Endoscopic surgery is growing because it is considered less invasive, and less expensive, than traditional surgery. A patient can recover much quicker, he said.
In the future, mechanical implants also will require miniature parts, whether plastics, ceramic or metal. Medical experts are developing tiny pumps that would remain in the body to deliver medicines.
"It's probably smaller than you can actually see, and it's an actual, working pump," Alvarez said.
How do you inspect a 10-micron part? X-ray diffusion is the only way, Alvarez said. "You can't do it optically."
How do you assemble parts you can't even see?
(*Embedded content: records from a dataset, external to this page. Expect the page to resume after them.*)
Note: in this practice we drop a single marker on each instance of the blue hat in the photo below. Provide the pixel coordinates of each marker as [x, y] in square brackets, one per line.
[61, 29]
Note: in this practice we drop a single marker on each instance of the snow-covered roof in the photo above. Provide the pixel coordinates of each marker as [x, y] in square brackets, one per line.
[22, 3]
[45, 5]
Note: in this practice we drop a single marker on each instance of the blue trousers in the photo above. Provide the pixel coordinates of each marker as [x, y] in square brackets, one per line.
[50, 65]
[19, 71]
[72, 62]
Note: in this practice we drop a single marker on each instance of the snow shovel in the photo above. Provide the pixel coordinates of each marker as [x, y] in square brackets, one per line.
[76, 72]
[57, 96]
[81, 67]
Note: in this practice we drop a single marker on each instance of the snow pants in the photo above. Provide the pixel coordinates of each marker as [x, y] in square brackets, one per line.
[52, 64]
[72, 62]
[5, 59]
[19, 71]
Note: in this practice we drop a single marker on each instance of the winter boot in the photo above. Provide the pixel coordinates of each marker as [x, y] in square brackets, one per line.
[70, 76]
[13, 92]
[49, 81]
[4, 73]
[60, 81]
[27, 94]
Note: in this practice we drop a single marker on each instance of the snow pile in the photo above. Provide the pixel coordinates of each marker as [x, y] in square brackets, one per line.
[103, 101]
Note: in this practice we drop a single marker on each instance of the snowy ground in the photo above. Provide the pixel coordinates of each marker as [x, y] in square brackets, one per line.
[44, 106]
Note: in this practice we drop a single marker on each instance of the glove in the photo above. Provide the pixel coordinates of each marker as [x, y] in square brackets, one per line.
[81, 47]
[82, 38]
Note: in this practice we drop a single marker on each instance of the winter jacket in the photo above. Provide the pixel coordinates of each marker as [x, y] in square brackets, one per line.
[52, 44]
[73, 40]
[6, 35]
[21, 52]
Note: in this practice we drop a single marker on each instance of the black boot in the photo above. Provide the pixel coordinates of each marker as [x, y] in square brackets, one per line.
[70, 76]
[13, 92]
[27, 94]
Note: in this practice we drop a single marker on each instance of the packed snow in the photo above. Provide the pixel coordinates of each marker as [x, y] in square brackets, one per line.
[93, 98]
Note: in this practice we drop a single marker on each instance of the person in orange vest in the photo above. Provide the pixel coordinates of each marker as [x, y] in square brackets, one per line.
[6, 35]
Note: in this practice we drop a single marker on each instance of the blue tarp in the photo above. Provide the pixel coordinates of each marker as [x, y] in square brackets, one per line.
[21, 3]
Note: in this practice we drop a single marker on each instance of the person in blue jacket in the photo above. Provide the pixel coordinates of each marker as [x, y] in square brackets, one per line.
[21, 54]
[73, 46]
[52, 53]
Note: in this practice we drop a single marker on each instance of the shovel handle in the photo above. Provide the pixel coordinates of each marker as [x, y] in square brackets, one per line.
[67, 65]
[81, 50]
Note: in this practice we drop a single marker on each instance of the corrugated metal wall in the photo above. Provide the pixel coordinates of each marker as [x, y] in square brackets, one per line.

Alvarez said all the assembly equipment has to be custom made. "Probably there aren't more than three or four companies in the whole world that are capable of making this type of equipment," he said.
Makuta is allied with Japan's Sansyu Group of companies, which claims to be the world's largest micromolder. Before joining Sansyu, Kaplan worked at his family's metal fabricating business, which stamped big parts for fuel tanks, along other things.
Talk about culture shock. Kaplan found himself in Japan molding parts like a 1mm coil bobbin for a tiny motor.
"It was a total change in attitude for me," said Kaplan. He learned to inspect parts using an electron microscope and a pair of tweezers. "There's no way you can touch them. They have to be checked by vision systems."
In Indiana, Makuta runs 17 Sumitomo injection presses. "Our maximum tonnage on our machines is 18 tons, and we go down from there," he said. The plant runs 24 hours a day, seven days a week with just 20 employees.
Murray Inc. of Buffalo Grove, Ill., makes a special machine called the Sesame NanoMolding press, which is used for micromolding. Murray President Phillip Leopold explained the name: "You can get about 20 of these sesame-seed-sized parts out of one pellet of resin."
The press, using electric and pneumatic power, uses two plungers, one that charges the shot and the second that injects plastic into the mold.
Leopold said the Sesame process mimimizes the sprue and runner — an important feature in micromolding, where those waste parts are bigger than the actual, minuscule part. In fact, George Shevchuk, of Bell Laboratories, joked that technicians there call micromolding "controlled flash."
Shevchuk described two fiber-optic parts and one connector developed by Bell Labs in Murray Hill, N.J.
One way to avoid a sprue is to inject at the parting line of the mold. SPM, the custom injection unit of Dynacast International Inc., adapted a four-slide process from the die-casting industry, according to Richard Brock, business development manager at SPM in Anaheim, Calif.
The four slides run in channels cut into metal, so they hold the tiny mold face very tightly.
Brock said SPM does micromolding on fairly simple, pneumatic plunger machines.
In a question-and-answer session, Alvarez said he still has many questions about micromolding, even after studying it for Ethicon for several years.
"If you think you're going to just walk into this business and buy your equipment and make parts, you're kidding yourself," Alvarez said.